Local newspapers and websites have joined the media furore over the leasehold house scandal.
The latest is the Bury Times with an excellent article in the Bury Times.
It is highly welcomed that local media in the North West are ringing the alarm bells over leasehold. The region has a disproportionate amount of leasehold housing stock from industrial times.
Indeed, three quarters of Bolton housing is leasehold.
Of course, there is a huge difference between your granny paying £3 a year in an old industrial era property, and £295 doubling ground rents dreamed up today.
Modern leasehold houses are complicated financial instruments, as well as homes.
Developers lend the deposit and smooth the sales process so buyers are using solicitors, valuers, mortgage advisors recommended by them.
If the taxpayer funded Help To Buy scheme is being used – it almost always is – then there is even fewer chances of using outside professional advisors.
The result?
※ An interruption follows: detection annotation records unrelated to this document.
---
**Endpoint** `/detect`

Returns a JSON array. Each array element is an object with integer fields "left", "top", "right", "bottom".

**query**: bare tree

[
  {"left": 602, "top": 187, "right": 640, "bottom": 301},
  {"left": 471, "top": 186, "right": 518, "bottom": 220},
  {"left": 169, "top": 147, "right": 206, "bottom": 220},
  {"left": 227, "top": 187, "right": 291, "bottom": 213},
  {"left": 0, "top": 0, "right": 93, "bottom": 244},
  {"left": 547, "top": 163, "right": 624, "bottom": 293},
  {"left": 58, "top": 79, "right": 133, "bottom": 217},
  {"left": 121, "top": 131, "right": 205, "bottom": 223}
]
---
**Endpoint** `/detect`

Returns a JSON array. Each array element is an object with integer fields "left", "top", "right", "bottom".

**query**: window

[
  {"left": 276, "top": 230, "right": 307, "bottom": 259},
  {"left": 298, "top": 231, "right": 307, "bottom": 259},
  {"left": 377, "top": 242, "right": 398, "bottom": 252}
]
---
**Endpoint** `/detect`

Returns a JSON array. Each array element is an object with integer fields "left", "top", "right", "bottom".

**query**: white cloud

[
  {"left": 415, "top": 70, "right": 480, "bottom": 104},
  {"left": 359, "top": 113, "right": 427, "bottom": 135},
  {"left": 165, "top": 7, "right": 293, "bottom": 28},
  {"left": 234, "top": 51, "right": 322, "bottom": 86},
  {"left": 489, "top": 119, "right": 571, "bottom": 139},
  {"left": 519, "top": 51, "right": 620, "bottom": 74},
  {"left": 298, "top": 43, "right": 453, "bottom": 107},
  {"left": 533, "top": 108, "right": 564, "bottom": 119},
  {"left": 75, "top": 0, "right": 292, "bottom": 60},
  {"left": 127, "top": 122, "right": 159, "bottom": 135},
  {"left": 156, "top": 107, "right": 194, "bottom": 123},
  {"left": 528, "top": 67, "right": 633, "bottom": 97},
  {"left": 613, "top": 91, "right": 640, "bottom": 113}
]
Leaving aside, foisting leasehold title on the buyers, many have evidently paid far too much for the property.
Solicitor Mari Knowles highlighted these issues to the LKP organised All Party Parliamentary Group on leasehold reform last month.
This one had brilliant local Southport councillor Pat Keith, posing as a buyer, blowing a raspberry at the nonsense term “virtual freehold”, found on sales literature:
She said: “We were told to our astonishment that all properties, and I quote, ‘are held on a 999 year lease which is virtual freehold.’This statement is repeated in very small print on a sales leaflet and is absolute nonsense.
“There is no such thing as virtual freehold. It is either leasehold or freehold.”
And:
“During our investigations into this growing ‘scandal’ we have learned that some people have begun the purchasing process and only then belatedly discovered that the property is leasehold.”